I will bring in Laura Millar, who is joining us online, and then I will bring in James Dunbar.

Laura Millar

I want to make a small additional point around employability. This financial year, we will see an investment around parental employment in all local areas, and we need to be careful that we do not squander that opportunity. From our experience at Fife Gingerbread, we know that there are three key things to think about around how to maximise that investment.

First, we need to demand investment in lone-parent specialist projects across Scotland. We know that they work—that is evidenced—so we must demand that those projects be part of the nationwide approach. Secondly, there are links to community-wealth building that are not used for progressive recruitment. There is a question around how we can fast-track lone parents into good, well-paid, healthy jobs in our community anchor organisations.

Thirdly, we often measure the success of those programmes through the number of people who are engaged in them and the number of job outcomes that were achieved, but we must be more sophisticated and cleverer in how we do that. We need to look at how we measure success around the element of tackling child poverty instead of looking simply at those high-level data points.

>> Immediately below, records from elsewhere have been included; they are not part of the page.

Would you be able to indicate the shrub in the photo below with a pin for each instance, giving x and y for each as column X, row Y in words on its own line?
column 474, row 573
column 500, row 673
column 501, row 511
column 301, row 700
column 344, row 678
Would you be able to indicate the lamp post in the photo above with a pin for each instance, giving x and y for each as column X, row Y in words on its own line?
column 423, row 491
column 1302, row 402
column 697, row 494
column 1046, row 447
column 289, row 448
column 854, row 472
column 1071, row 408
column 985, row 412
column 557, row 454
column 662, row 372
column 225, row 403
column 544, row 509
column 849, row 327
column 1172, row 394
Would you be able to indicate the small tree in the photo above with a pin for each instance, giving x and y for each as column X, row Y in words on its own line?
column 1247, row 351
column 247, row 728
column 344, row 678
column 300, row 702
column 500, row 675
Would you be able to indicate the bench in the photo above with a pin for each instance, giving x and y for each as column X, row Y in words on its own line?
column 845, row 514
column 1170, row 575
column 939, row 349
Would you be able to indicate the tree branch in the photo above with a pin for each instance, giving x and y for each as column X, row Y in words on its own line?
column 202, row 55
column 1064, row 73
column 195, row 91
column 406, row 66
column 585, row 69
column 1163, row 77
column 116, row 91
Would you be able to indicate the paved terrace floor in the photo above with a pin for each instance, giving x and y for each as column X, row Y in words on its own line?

I will bring in James Dunbar, to be followed by Morag Hannah as our final speaker.

James Dunbar

Thank you, convener. I will be brief.

I want to share what is almost a paradox. Although I hear about a lot of really good policy and I am encouraged by what I hear on policy from the Scottish Parliament, the challenge—or one of the challenges—is the consistent implementation of good policy. The paradox is that, while we need to get consistency in how policy is implemented and in the outcomes from that implementation, I would love services to be co-designed and shaped around what is different in each local authority so that we get the right outcomes. Doing the same thing in every area will not necessarily give us the same outcomes, so I would like to see all of that shaped around the individual.

Morag Hannah

Every day that passes without the kinds of interventions that we have discussed today is pushing more and more people to the brink. Now more than ever, significant reforms are needed, such as increasing the social security payments and considering the introduction of a social tariff for the energy market.

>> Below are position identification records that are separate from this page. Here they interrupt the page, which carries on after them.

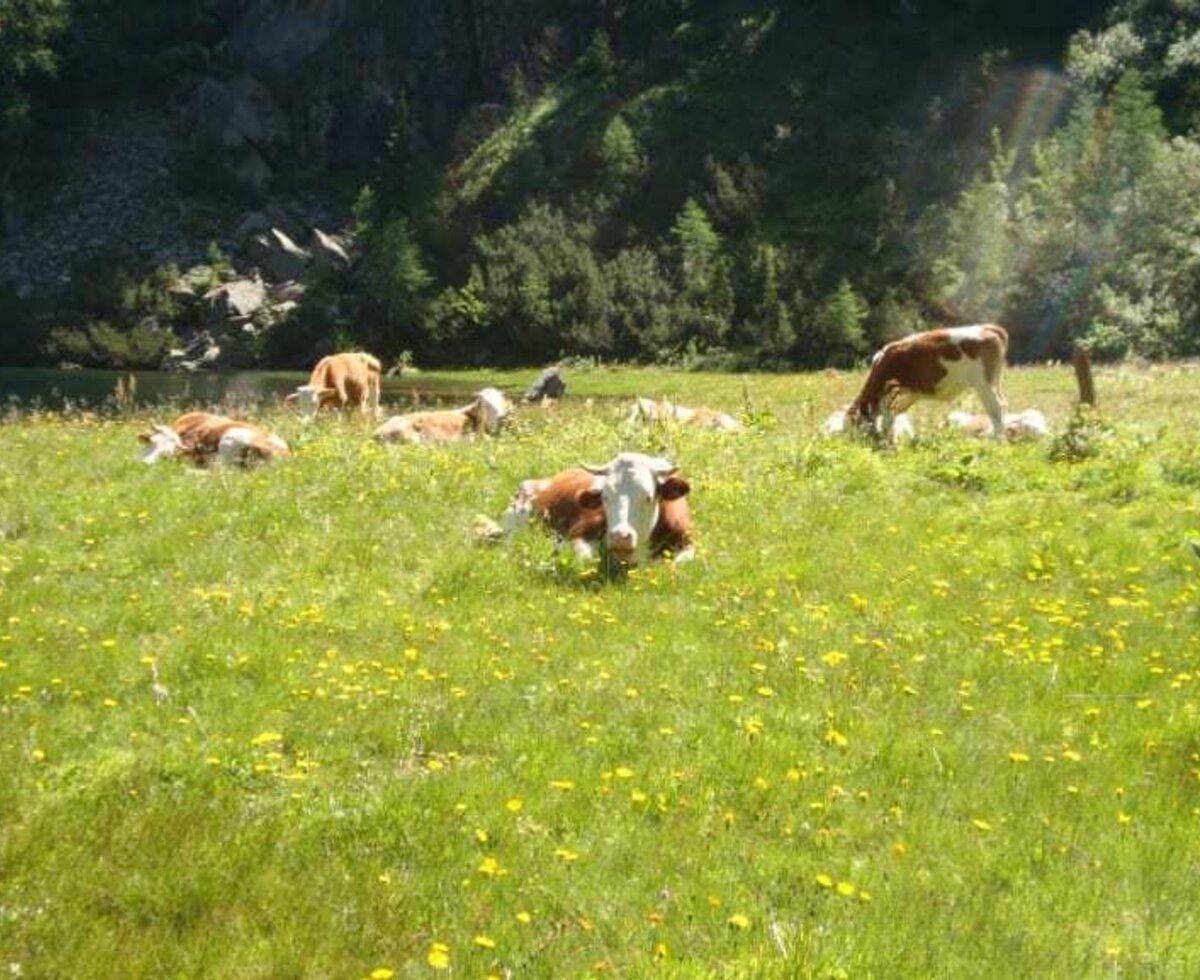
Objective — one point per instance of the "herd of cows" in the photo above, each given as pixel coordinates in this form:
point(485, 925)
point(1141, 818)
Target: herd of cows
point(635, 505)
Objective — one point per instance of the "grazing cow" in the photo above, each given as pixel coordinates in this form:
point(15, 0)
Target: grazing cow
point(837, 425)
point(342, 382)
point(648, 410)
point(937, 364)
point(636, 506)
point(550, 384)
point(205, 438)
point(485, 414)
point(1029, 425)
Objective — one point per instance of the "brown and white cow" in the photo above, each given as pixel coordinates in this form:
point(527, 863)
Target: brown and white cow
point(485, 414)
point(635, 507)
point(1019, 426)
point(342, 382)
point(648, 410)
point(207, 438)
point(936, 364)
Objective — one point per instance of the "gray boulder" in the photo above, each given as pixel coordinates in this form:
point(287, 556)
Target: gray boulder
point(328, 253)
point(277, 256)
point(238, 299)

CABs deliver life-changing results. One in six people who sought advice from us last year saw a financial gain—on average, they were £4,200 better off. That money could be vital for a household for housing, employment and utilities and, at the same time, the household can access its rights in those areas.

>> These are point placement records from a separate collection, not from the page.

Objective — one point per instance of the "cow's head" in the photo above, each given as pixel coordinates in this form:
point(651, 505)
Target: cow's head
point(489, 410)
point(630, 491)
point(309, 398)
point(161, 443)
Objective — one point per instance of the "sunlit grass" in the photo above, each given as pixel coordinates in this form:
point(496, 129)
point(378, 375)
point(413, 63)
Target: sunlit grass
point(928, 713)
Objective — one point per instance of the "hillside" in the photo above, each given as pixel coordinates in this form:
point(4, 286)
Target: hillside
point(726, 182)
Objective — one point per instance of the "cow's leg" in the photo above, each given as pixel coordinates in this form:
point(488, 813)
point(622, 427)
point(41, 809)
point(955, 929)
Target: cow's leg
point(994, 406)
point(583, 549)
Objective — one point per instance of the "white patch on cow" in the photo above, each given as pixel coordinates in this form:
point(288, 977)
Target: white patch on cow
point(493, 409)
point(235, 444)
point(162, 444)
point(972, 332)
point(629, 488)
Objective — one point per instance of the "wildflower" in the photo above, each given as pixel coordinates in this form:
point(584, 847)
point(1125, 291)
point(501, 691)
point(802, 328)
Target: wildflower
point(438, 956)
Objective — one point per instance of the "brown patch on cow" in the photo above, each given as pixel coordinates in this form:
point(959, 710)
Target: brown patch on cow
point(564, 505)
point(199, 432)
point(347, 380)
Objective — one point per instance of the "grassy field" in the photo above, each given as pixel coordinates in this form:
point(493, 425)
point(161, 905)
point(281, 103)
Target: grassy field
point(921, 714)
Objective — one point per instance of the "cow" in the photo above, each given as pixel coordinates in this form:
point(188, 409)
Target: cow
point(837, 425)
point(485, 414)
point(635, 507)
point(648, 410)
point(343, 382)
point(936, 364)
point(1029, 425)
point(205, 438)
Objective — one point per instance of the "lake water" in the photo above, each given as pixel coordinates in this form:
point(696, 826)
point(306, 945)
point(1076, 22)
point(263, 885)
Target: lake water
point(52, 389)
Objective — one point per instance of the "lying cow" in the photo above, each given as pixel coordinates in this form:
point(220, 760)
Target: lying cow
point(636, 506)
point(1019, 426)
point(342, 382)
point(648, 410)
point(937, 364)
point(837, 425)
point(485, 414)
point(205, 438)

Citizens Advice Scotland recently published good practice guidance for creditors to encourage them to foster more constructive practices that are aimed at helping people manage their finances as well as their mental wellbeing rather than punishing them for not being able to keep up to date with payments. I note that, in February this year, the mental health charity See Me found that

“59 per cent of people in Scotland said that the cost of living crisis was impacting their mental health”.

The new CAS guidance sets out 10 key principles and invites creditors to consider what they are doing and what they could improve on in each area. A broader change that we would like to see around debt is a more sympathetic, person-centred approach that helps people in arrears and debt, with a focus on what people can afford rather than on what they owe. We would like to see a similar approach to those people who have mental health issues—obviously, those demographics include lone-parent families.

The Convener

That brings us to the end of theme 3. I say a huge thank you to you all for your evidence today. If any points remain that you have not had a chance to raise with us, you are welcome to follow up in writing. For me—and for the rest of the committee members, I am sure—our discussion has brought up more questions.

That concludes our public business for today.

10:39 Meeting continued in private until 11:20.